Updated: May 15
Chapter 1 – Into the Inferno
I’ll never forget the moment he came walking back into my life. I was lying on a thin mattress in my cell at the Orleans Parrish Prison. It was a less than festive atmosphere for spending Christmas Eve. I had just been contemplating how my life couldn’t get any worse when a guard announced that I had a visitor. I laughed out loud. Perhaps he’d poured himself some Christmas cheer and was feeling merry. He was known as the drunk of the cell block, but I didn't mind as he was at least a happy drunk. If your going to be under another man's charge, I prefer intoxicated and happy to brooding and athletic.

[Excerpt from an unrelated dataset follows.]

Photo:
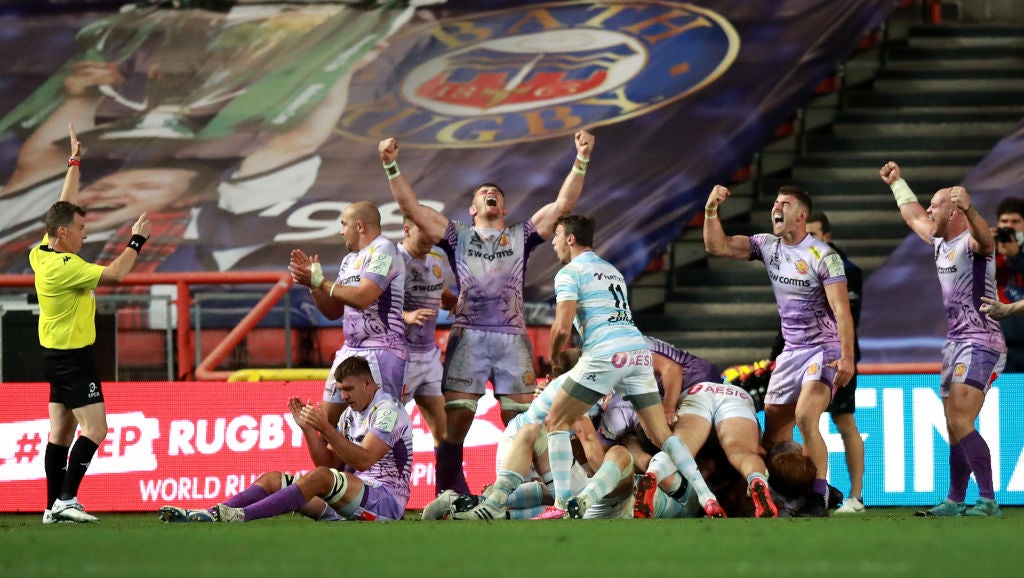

“No joke, old sport,” a voice replied. I hadn’t been called old sport since I was ten years old. I turned and looked up. A cold shiver ran through my veins. Everyone had heard how the great Sherlock Holmes had disappeared over the Reichenbach falls. My Uncle, the great John Watson had been devastated beyond measure. But the famed detective stood before me now, studying my pathetic state through the bars. I blinked, thinking him to be an apparition, but he didn't vanish as I almost expected he would. His gray eyes stared with a somber expression I couldn't read. It wasn't pity or disappointment. No. It was something else. Something deeper.
“It’s a Christmas miracle,” the guard said. “Mr. Deveraux has come to bail you out.”
“Is that so,” I said. “I must say I’m surprised to see you, er Mr. Deveraux.”
“I have no doubt,” he said with a grave smile. “What do you say we get out of this place?”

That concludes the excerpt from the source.